Immobilier : les loyers sont contenus mais pas forcément grâce à l'encadrement

La disposition emblématique de la loi Alur a été instaurée il y a un an et demi à Paris intra-muros pour lutter contre les loyers excessifs. Le bilan est globalement positif selon le rapport de l'un des co-rapporteurs de la loi, même s'il n'est pas clairement établi que ce soit grâce à la loi.
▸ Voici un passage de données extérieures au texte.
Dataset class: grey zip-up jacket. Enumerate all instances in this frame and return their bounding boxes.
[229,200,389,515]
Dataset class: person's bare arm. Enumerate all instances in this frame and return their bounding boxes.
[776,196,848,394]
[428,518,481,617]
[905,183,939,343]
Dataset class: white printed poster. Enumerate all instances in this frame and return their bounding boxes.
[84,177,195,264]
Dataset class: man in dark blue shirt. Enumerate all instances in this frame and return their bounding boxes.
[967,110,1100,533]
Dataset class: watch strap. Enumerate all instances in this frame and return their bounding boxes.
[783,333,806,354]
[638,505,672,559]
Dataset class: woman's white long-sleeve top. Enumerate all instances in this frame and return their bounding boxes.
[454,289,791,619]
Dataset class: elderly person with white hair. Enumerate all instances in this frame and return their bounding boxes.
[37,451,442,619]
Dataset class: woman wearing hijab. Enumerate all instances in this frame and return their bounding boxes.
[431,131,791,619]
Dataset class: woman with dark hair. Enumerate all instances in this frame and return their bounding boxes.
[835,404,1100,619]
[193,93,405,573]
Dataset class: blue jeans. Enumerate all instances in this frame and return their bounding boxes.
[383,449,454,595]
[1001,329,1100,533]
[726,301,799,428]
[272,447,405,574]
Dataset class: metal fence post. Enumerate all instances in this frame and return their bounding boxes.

Alors que la disposition est en application depuis un an et demi à Paris et qu'elle vient à peine d'être étendue à l'agglomération lilloise, quel est le bilan de l'encadrement des loyers ? Un rapport sur le sujet réalisé par le co-rapporteur de la loi Alur, le député PS Daniel Goldberg a été rendu public fin janvier. Il dresse un bilan plutôt positif de la mesure - quoique difficile à mesurer clairement - qui a suscité une levée de boucliers chez les professionnels de l'immobilier lors de son instauration le 1er août 2015. Un encadrement qui devrait d'ailleurs s'élargir aux agglomérations proches de Paris d'ici 2018.

Citant un récent rapport de l'Olap, le député rappelle que "73 % des emménagements se sont conclus dans la fourchette de l’encadrement des loyers (entre le plancher et le plafond), contre 26 % au-dessus du plafond et 1 % en dessous du plancher" depuis la mise en place de la loi. Mais rien ne permet de conclure que ces 25% de loyers ne ne respectent pas l’encadrement "dans la mesure où nous ne pouvons pas juger de la légalité de chaque complément de loyer", explique Daniel Goldberg.
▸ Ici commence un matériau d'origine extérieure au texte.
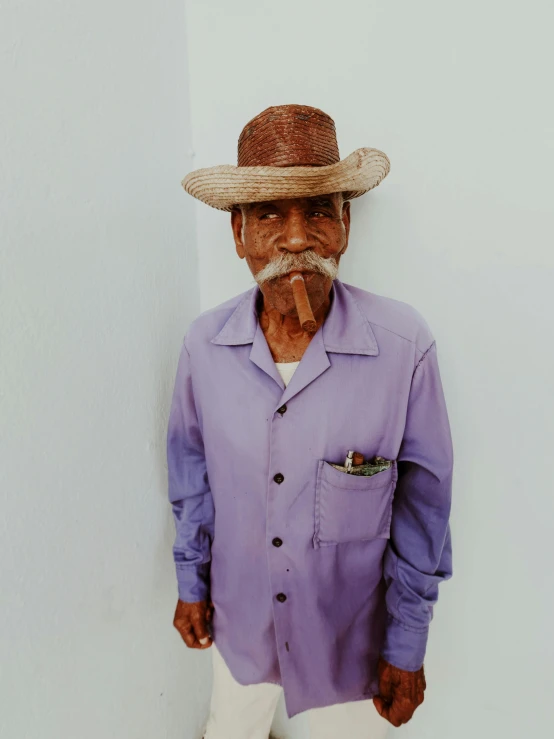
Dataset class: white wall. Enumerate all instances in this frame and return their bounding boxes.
[0,0,210,739]
[187,0,554,739]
Autre objectif majeur de la loi sur l'encadrement des loyers, la nécessité de ralentir la hausse du coût du logement à Paris. Sur ce point, le député salue la hausse très modérée des loyers : "la hausse de l’ensemble des loyers fut de + 0,3 % entre le 1er août et le 31 décembre 2015 alors qu’elle avait été de + 1,5 % du 1er janvier au 31 juillet de la même année", explique-t-il, ajoutant qu'"entre 2000 et 2015, les loyers parisiens avaient connu une hausse de 70 %". Mais rien ne permet d'établir "avec certitude" un lien clair de causalité entre la loi et la hausse très contenue des prix. "D’autres facteurs liés à la conjoncture économique et au fonctionnement normal du marché peuvent entrer en jeu", est-il écrit dans le rapport. Sur ce sujet, un autre dispositif a sans doute eu une importance de poids dans l'inflation très mesurée des prix, ajoute le rapport. Il s'agit de l'encadrement des loyers à la relocation, en application depuis 2012. Chaque année, un décret interdit de relouer un logement plus cher que l'Indice de référence des loyers (IRL) qui a très peu évolué depuis de nombreux mois.

Sur des aspects purement comptables, le rapport note qu'il y a eu très peu de conflits entre les locataires et les propriétaires après l'instauration de l'encadrement. La Commission de conciliation a reçu 90 saisines, dont 38 relatives au complément de loyer, le reste étant des actions en diminution de loyer. Sur l'ensemble des saisines, plus de la moitié des affaires ont abouti à une conciliation entre les deux parties. Pour le moment, aucune décision n’a encore été rendue pour l’instant sur ce sujet par un tribunal d'instance, ajoute le rapport.